Free is the new expensive
One of the most revolutionary things about the Internet is the rise of the ‘freemium' business model, in which stuff is given away for free and then companies try to find a way to monetize the resulting audience.
Google is the king of this strategy, having built a multi-billion dollar company on the back of giving away a search engine for free and then charging advertisers for access to the millions of people who use it every day. Facebook is another giant, while Twitter is still trying to work out how to monetize its traffic, but there are thousands of other companies that give away products and services.
Until recently the gaming industry has avoided this model, with sufficient numbers of people willing to pay for games to render such concessions unnecessary - if it ain't broke don't fix it. But then along came mobile and social gaming, which is much more fleeting, superficial and casual, meaning people are less inclined to pay serious money in order to partake.
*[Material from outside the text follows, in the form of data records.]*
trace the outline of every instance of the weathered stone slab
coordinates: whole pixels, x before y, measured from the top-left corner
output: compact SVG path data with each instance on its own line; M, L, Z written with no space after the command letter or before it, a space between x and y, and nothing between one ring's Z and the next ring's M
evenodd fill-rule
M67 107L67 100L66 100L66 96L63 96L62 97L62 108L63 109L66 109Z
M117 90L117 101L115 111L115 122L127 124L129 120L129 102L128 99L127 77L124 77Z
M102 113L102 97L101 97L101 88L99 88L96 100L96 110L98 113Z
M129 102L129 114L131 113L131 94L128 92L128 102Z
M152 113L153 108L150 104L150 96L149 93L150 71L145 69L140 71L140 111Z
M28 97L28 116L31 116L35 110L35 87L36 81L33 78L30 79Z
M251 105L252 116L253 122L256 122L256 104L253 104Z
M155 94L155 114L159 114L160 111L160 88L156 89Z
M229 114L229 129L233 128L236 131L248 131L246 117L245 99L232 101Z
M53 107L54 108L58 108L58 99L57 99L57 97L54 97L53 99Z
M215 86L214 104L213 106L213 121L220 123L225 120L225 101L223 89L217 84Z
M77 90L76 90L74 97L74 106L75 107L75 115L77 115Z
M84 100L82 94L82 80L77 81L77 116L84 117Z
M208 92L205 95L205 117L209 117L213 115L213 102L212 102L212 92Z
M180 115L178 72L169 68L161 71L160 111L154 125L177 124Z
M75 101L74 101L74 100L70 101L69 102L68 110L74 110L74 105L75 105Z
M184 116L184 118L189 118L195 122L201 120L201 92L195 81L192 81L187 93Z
Social gaming, such as Farmville on Facebook, used the freemium model from the start - allowing users to play for free, but then offering virtual goods and other in-app purchases. But mobile gaming seemed to have mostly escaped this this need, by establishing a much lower average price.
New data from app-watcher Flurry, however, reveals that on the Apple App store in the US at least, there has been a rapid transfer of mobile gaming revenue from the premium to the freemium model. In January almost two thirds of the revenue from the top 100 grossing games came from premium games, with a third from freemium. Six months later those two roles had been completely reversed.
Flurry observed that only a very small percentage of people who play free games ever spend any money on them, but those that do sometimes spend into the tens of thousands of dollars. Also, because the games are free, they get downloaded by a lot more people and lend themselves to the kind of viral spread you see in social games.
Nielsen has also recently published some data on US mobile apps, which confirmed that gaming is the most popular category, although not by much, over weather, social networking and navigation. The study also found that 93 percent of app downloaders would be willing to pay for a game, which suggests that the jump in freemium revenue is not necessarily a result of buying fewer premium games. Perhaps people are just spending more on these in-app purchases.
The fact that Flurry's figures are drawn from arguably the most mature market of all - US iPhone users - implies this trend is likely to apply to the broader market, both in terms of geography and platforms, before long. Although iPhone users remain the most committed gamers.
It's already established fact that Android users are less inclined to pay for their apps, and in developing countries a lower barrier to entry is likely to be even more of an advantage. The most successful games developers of the future could well be those who provide the most easy and compelling reasons to spend money while playing.